雇用保険料率は「雇用保険法等の一部を改正する法律案」が国会で成立することで決定されます。これまでの雇用保険料率(一般の事業)の変遷は以下の通りです。

年度 雇用保険料率(一般の事業)
平成24年 13.5/1000
平成28年 11/1000
平成29年 9/1000
令和元年 9/1000
令和2年 9/1000
令和3年 9/1000
令和4年4月〜9月 9.5/1000
令和4年10月以降 13.5/1000

雇用保険料率は、令和4年度から久々に上がりましたが、過去にも雇用保険料率が高い時期があり、その時々の社会情勢によってたびたび変更されてきました。​​​​毎会計年度において一定の条件(後述)を満たすと雇用保険料の弾力的変更が可能とされています。
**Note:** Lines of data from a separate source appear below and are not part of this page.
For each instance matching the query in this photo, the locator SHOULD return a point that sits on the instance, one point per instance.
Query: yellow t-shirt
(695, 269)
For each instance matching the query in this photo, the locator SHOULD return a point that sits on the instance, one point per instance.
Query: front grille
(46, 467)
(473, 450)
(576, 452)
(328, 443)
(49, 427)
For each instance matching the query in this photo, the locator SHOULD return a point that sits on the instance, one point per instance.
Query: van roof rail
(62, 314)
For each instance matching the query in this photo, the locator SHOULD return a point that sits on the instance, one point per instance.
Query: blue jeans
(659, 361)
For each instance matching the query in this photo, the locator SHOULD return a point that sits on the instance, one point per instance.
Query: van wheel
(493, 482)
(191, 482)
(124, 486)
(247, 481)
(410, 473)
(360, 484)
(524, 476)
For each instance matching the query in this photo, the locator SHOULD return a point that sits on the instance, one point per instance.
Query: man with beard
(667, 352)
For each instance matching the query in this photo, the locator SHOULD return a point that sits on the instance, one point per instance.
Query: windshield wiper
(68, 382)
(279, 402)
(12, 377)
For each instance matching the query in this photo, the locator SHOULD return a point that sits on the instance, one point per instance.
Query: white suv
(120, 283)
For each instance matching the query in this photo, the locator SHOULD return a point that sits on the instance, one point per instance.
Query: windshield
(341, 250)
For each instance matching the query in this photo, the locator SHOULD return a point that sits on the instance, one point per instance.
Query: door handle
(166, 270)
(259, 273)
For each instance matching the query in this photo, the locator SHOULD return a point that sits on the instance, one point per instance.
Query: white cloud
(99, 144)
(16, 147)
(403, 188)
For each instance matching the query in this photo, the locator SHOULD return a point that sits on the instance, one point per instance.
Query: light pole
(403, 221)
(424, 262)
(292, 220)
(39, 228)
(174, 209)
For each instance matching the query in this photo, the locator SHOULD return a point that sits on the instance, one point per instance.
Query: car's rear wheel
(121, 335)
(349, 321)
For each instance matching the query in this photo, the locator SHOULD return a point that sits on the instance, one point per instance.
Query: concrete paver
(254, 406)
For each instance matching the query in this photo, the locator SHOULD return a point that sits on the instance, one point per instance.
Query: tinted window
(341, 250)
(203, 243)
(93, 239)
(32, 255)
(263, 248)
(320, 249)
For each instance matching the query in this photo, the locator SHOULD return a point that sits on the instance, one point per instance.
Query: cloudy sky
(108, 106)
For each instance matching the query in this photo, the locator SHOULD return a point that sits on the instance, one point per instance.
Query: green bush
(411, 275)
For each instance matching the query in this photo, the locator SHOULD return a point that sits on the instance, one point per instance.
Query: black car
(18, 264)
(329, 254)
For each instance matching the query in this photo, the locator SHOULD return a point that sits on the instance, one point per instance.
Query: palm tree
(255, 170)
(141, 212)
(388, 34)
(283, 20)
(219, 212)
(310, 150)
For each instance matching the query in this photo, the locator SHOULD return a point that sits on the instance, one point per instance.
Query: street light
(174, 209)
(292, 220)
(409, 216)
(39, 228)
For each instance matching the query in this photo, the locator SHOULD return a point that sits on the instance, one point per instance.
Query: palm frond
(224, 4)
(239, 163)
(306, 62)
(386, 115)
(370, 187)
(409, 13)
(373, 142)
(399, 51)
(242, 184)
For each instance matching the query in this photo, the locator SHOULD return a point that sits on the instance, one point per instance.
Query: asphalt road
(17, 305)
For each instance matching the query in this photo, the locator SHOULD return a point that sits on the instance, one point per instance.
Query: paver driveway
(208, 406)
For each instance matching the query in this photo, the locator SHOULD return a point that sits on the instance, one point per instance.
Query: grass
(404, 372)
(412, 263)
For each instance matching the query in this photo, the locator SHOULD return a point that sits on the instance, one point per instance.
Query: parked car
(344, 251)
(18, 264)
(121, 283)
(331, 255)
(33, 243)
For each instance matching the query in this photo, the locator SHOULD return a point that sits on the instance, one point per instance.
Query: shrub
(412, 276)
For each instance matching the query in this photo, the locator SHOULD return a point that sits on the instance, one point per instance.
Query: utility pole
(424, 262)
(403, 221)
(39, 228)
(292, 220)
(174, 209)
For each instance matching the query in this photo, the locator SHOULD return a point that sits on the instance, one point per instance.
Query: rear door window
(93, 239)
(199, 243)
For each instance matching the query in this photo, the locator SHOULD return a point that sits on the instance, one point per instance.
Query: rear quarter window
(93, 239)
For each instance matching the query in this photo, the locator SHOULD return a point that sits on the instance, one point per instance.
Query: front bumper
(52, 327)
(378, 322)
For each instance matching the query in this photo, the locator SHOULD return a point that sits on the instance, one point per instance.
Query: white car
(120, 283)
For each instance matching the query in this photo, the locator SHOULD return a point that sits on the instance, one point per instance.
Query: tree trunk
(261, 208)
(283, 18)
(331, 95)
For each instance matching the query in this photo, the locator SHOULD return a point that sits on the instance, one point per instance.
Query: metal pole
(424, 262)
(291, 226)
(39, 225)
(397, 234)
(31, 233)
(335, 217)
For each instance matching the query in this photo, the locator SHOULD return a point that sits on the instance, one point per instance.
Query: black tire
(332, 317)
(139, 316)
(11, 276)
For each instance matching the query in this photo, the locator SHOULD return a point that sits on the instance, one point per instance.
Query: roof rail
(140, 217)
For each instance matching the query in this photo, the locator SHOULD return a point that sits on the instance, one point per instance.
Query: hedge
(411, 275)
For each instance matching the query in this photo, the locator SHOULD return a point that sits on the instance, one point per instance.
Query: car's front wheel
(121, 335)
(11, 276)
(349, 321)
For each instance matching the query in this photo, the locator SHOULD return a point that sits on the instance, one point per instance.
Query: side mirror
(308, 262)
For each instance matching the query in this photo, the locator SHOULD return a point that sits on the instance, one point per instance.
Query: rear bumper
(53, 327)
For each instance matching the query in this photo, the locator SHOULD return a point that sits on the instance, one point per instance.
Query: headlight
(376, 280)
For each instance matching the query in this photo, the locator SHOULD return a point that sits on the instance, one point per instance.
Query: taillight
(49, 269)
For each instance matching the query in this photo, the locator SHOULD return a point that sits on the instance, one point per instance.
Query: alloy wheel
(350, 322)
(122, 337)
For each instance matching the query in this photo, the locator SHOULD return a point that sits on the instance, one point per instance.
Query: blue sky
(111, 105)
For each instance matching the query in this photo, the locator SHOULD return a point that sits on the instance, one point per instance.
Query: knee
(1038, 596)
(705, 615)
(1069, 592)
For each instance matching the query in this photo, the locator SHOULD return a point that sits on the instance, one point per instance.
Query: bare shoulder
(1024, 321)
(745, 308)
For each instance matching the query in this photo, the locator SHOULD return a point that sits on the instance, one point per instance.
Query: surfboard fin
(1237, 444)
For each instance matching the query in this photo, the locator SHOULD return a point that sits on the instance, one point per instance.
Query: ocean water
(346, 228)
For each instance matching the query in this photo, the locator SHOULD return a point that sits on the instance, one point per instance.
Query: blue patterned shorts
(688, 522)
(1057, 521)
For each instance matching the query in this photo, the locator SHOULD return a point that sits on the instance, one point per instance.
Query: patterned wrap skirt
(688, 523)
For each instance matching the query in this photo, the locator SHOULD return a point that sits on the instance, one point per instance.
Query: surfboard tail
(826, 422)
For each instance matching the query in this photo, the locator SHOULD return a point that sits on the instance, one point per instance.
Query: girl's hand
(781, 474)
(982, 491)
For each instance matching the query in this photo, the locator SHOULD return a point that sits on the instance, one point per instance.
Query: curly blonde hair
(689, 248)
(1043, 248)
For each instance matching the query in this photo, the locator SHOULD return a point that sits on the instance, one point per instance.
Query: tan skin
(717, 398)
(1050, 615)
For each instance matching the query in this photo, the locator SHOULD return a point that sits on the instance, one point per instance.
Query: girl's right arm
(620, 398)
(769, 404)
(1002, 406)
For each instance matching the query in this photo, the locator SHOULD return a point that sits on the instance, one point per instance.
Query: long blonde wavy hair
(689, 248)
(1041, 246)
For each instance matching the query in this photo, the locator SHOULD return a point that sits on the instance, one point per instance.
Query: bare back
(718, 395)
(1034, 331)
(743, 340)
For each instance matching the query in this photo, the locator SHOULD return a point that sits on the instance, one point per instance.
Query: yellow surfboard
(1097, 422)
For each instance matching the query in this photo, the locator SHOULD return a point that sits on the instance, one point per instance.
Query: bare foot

弾力的変更とは、その時々の社会情勢に応じて、臨機応変に保険料を変更することです。昨今の、新型コロナウイルス感染症の蔓延で、雇用保険財政がひっ迫したために、雇用保険料率が段階的に引き上げられましたが、今後情勢が変われば変更される可能性はあるでしょう。

令和5年度の雇用保険料率は変更される?

令和5年度の雇用保険料率変更の可能性についてみていきます。

「労働保険の保険料の徴収等に関する法律第12条第5項」では、厚生労働大臣は毎会計年度において、徴収保険料額並びに国庫の負担額の合計額と失業等給付額等との差額を積立金に加減した額が失業等給付額等の二倍に相当する額を超え、又は一倍を下るに至つた場合に、必要があると認めるときは、一年以内の期間を定めて雇用保険率を変更することができると規定されています。

すなわち、以下の式(A)で求められた値が、1以上かつ2以下の範囲にあれば雇用保険料率の変更はありませんが、それ以外の場合には変更が可能です。

1≦式(A)の値≦2のとき 保険料率変更なし
式(A)の値>2のとき 保険料率引き下げ可能
式(A)の値<1のとき 保険料率引き上げ可能

また、過去3年間の失業等給付関係の収支状況とそこから求めた式(A)の値は、以下の表の通りです。

令和元年度決算 令和2年度決算 令和3年度決算
保険料収入 11,099 3,809 3,908
失業等給付にかかる国庫負担金 230 230 17,550
失業等給付費 16,626 13,826 13,093
積立金残高 44,871 19,826 12,460
式(A)の値 2.38 0.73 1.59

令和元年度決算においては、式(A)の値は2.38となっており、雇用保険料率の引き下げが可能でしたが、実際には引き下げは行われていません。

一方、令和2年度決算においては0.73となっており、雇用保険料率の引き上げが可能でした。実際、令和4年度に引き上げが行われています。そして、令和3年度決算においては1.59となっており、これは1以上かつ2以下の条件に該当するため、令和5年度においては雇用保険料率の変更はないと予想できます。
(本記事は 令和4年9月28日時点の情報をもとに作成しています)

まとめ

2022年10月以降の雇用保険料率の変更によって、労働者と会社の双方の負担が増えることになります。

多くの従業員を抱えている会社ほど、雇用保険料率変更による影響は大きいです。法定福利費の1つである雇用保険料を多く負担することになるため、これまで以上に労務管理をしっかりと行うことが求められるでしょう。